Gaming Reviews, News, Tips and More.
We may earn a commission from links on this page

17 NBA Teams Are Investing In 2K Esports, But There Might Not Be A Scene

We may earn a commission from links on this page.

The announcement of the NBA 2K league was huge—17 NBA teams will be investing in esports teams which will be contracted to compete in a regular season running concurrent with the NBA season. It was enough to pique many people’s curiosity, including our own, but when we went looking for references to any existing 2K esports scene, we came up with more questions than answers.

Sports games have had their own share of the esports scene for a while. FIFA has a fair share of followers, as does the Madden series, to say nothing of Rocket League’s success in the competitive realm. But cursory searches for any mention of an NBA 2K competitive scene continuously come up with little to nothing outside mentions of the upcoming 2K eLeague itself.

This isn’t to say that 2K has no community whatsoever, of course.
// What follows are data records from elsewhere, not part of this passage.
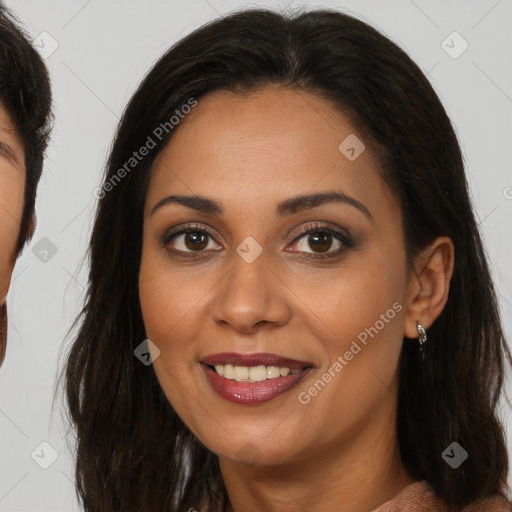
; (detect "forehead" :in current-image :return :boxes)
[147,88,391,221]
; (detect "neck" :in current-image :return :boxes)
[219,382,415,512]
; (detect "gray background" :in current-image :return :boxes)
[0,0,512,512]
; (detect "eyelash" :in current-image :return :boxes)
[160,223,354,259]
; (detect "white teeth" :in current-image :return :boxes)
[233,366,249,381]
[211,364,301,382]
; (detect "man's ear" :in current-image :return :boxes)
[404,236,455,338]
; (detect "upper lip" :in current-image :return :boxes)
[200,352,313,370]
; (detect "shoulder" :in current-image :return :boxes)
[372,480,512,512]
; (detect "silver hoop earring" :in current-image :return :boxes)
[416,322,427,356]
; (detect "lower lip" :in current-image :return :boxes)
[201,363,313,405]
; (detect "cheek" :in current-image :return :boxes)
[0,169,25,292]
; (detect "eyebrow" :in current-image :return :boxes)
[150,191,374,221]
[0,140,20,167]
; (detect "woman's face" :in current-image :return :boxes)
[0,103,25,304]
[139,89,407,464]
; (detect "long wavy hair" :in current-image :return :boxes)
[64,9,512,512]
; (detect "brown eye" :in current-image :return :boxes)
[308,232,332,252]
[183,231,208,251]
[286,224,353,258]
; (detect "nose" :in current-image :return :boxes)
[212,251,291,334]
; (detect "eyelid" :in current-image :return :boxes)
[160,221,354,258]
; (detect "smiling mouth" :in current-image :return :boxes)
[207,364,313,383]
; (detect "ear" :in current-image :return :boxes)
[404,236,455,338]
[27,213,37,241]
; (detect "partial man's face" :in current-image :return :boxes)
[0,103,25,348]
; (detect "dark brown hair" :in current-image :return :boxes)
[0,1,52,365]
[61,6,512,512]
[0,2,52,253]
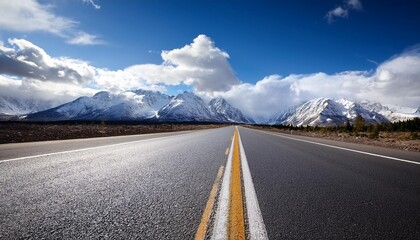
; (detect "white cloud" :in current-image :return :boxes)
[83,0,101,10]
[207,46,420,119]
[0,75,97,106]
[0,35,420,118]
[0,35,236,102]
[325,0,363,23]
[346,0,363,10]
[67,32,105,45]
[0,0,102,45]
[97,35,239,91]
[0,39,96,84]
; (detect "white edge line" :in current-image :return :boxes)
[211,128,235,240]
[262,131,420,165]
[0,132,187,164]
[238,126,268,240]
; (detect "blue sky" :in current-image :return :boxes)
[0,0,420,118]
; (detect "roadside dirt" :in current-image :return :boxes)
[0,122,223,144]
[246,126,420,152]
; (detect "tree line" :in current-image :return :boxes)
[266,115,420,138]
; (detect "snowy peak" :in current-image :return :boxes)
[274,98,389,126]
[360,100,420,122]
[156,92,219,122]
[0,96,53,115]
[27,90,171,121]
[208,97,254,123]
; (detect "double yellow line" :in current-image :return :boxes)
[227,128,245,239]
[195,128,245,240]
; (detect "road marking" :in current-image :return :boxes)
[211,127,268,240]
[0,136,185,163]
[262,131,420,165]
[227,129,245,239]
[238,131,268,240]
[211,128,234,240]
[195,166,223,240]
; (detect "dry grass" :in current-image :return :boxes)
[246,126,420,152]
[0,122,223,143]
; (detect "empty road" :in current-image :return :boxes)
[0,127,420,239]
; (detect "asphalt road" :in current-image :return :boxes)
[0,127,420,239]
[0,127,233,239]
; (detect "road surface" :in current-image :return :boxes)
[0,127,420,239]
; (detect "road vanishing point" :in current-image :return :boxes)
[0,126,420,239]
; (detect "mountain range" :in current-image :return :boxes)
[25,90,254,123]
[0,89,420,126]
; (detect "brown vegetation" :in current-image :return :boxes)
[249,126,420,152]
[0,122,226,143]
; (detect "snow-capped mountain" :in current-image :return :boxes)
[208,97,255,123]
[27,90,171,121]
[273,98,389,126]
[155,92,253,123]
[360,100,420,122]
[155,92,219,122]
[0,96,53,116]
[26,90,253,123]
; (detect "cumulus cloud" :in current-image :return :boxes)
[209,45,420,122]
[67,32,105,45]
[0,35,240,103]
[0,39,95,83]
[0,35,420,120]
[83,0,101,10]
[97,35,240,92]
[325,0,363,23]
[0,0,103,45]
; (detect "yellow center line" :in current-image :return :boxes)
[227,129,245,239]
[195,166,223,240]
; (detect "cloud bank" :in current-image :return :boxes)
[325,0,363,23]
[0,35,420,119]
[0,0,104,45]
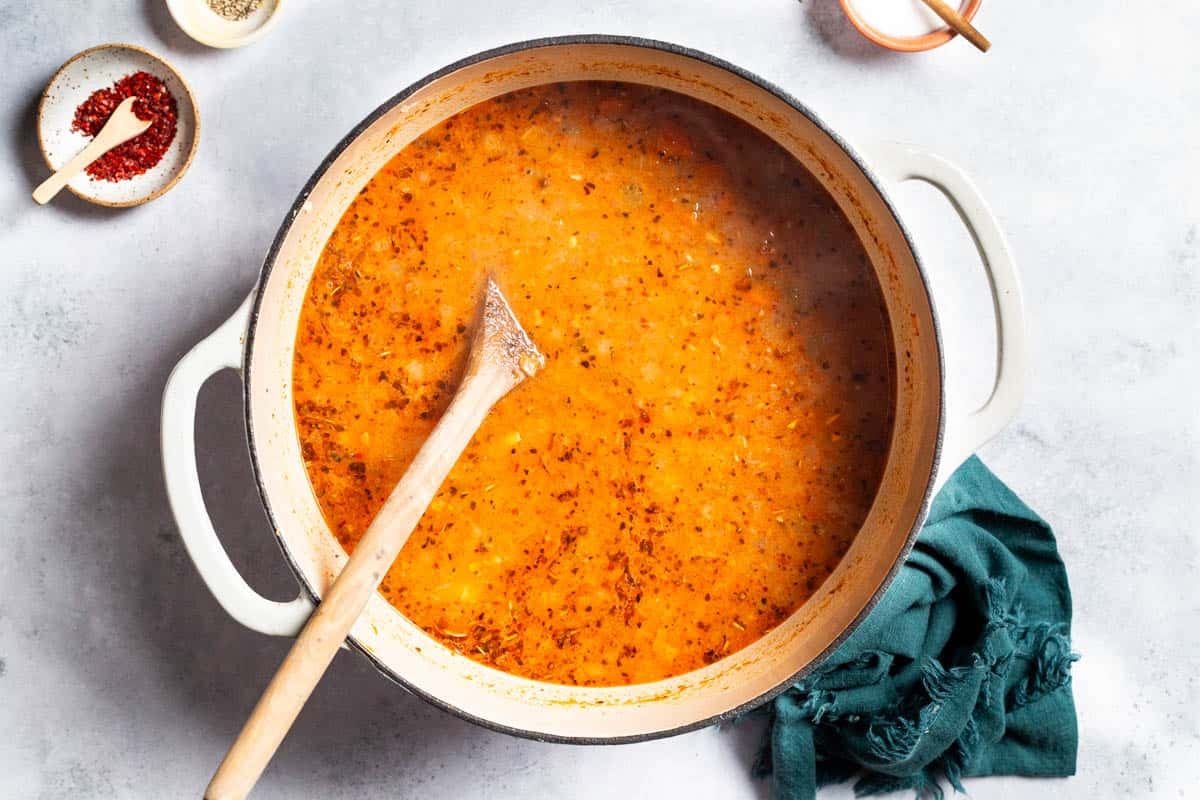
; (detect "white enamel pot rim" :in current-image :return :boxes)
[162,36,1025,744]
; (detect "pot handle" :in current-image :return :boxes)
[870,142,1028,491]
[162,295,313,636]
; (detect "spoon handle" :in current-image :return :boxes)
[204,367,514,800]
[34,97,154,205]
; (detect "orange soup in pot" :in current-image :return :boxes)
[294,83,894,686]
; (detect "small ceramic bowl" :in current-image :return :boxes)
[840,0,983,53]
[167,0,283,48]
[37,44,200,207]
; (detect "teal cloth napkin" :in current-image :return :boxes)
[755,457,1079,800]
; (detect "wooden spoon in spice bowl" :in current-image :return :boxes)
[204,278,546,800]
[34,97,154,205]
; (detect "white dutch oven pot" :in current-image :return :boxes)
[162,36,1025,742]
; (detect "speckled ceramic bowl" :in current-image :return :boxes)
[167,0,283,48]
[37,44,200,207]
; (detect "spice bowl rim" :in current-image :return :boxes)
[838,0,983,53]
[166,0,284,50]
[37,42,200,209]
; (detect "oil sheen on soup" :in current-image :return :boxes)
[294,83,894,685]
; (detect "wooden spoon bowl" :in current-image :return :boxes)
[37,44,200,207]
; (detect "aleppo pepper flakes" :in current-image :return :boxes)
[71,72,179,181]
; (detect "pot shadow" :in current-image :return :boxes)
[64,294,494,776]
[797,0,904,64]
[71,291,767,798]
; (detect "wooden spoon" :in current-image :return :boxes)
[34,97,154,205]
[924,0,991,53]
[204,278,546,800]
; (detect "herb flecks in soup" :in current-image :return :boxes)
[294,83,893,685]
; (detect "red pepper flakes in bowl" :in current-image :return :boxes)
[71,72,179,181]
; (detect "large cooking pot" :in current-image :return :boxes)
[162,36,1024,742]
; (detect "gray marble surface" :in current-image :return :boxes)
[0,0,1200,800]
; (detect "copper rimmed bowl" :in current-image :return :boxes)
[162,36,1024,744]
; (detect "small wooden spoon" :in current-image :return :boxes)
[924,0,991,53]
[34,97,154,205]
[204,278,546,800]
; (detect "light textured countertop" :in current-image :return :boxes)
[0,0,1200,800]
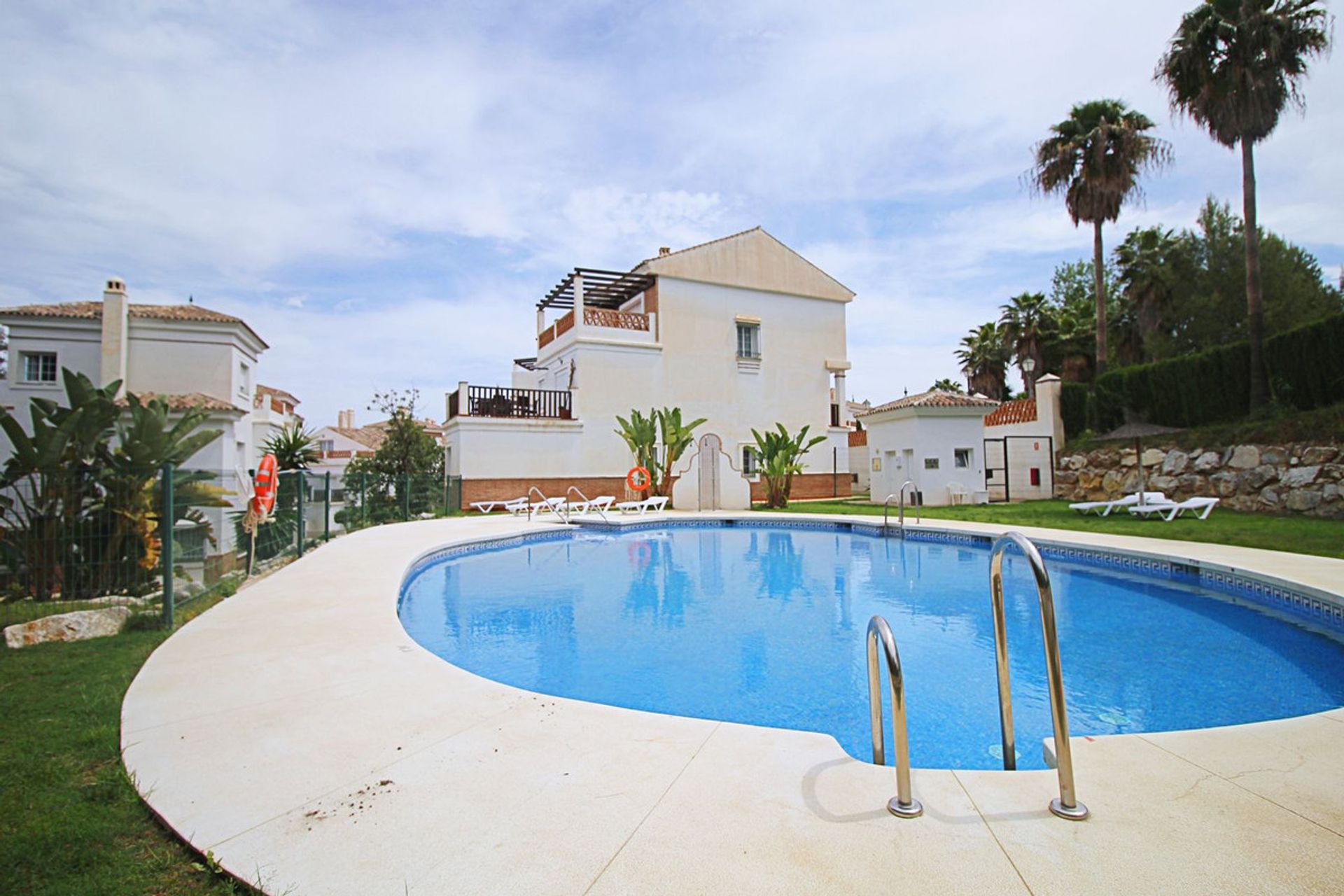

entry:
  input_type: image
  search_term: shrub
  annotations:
[1091,314,1344,431]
Tons of people play it, and plenty of YouTube channels thrive on 2K content, whether comedic or high-level gameplay. But the league is promising a 17-team landscape in which players create their own avatars to fill out five-player squads. That’s 85 players total, and there doesn’t appear to be supply to meet that demand.


What tournaments we did find were small, community-hosted events, and those tend to be the most promising. Though view counts vary from the low hundreds to a few thousand, the video creators on YouTube seem to be the ones most prominent in the scene, propping up tournaments like the 2K17 Pro-Am Championship, so it’s disappointing to see little to no mention of them in the league announcement.


Where competition for NBA 2K seems to thrives is at the grassroots level, where local tournaments form followings among both casual and semi-pro players. Though 2K lacks in formal tournaments, it’s not hard to find a local group willing to play. It’s a scene that could, given time and attention, thrive, and develop players more interesting than the actual, say, Knicks.

Those creators and players are the ones who can get a community interested in the game in question. On the other hand, stats like NBA 2K17’s Twitch average viewership paint the NBA 2K series as the distant third in the sports-esports pantheon behind FIFA and Madden, garnering 3000 viewers at the most compared to tens of thousands for the others. Though individual YouTube channels thrive, the Twitch audience is often a good metric for esports followings, and right now 2K lacks in that department.


The most publisher 2K can point to is their own NBA 2K17 All-Star Tournament Championship, a showmatch put on by the company and featuring two teams, Still Trill and Throwdown. Put on the same week as the NBA All-Star match, it was a highly produced presentation, but still a showmatch only featuring two teams.

It’s entirely possible that 17 NBA teams just formed a league for a scene that might not be prepared to meet the demand. There doesn’t seem to be 85 professional or even semi-professional players ready to take up for the game. Lack of a prominent tournament scene means there’s been little incentive for teams to form or stay together, and most of the community seems more interested in personalities than the hardline-competitive angle of an esports league.


All of this also, though, has to do with hype—with corporations worth billions of dollars trying to direct the spotlight onto something they can control and own. From the outside looking in, the NBA and 2K are taking the scene from zero to 100, without ensuring there’s enough genuine support among fans or even players to meet their demand. Why? Go back to that point about controlling and owning.

It’s perfectly possible that I’ll be sitting here a year from now eating copious amounts of crow as NBA 2K’s league flourishes. But that it takes a ton of digging to find any competitive scene, tape, or teams doesn’t bode well for one of the largest esports investments yet.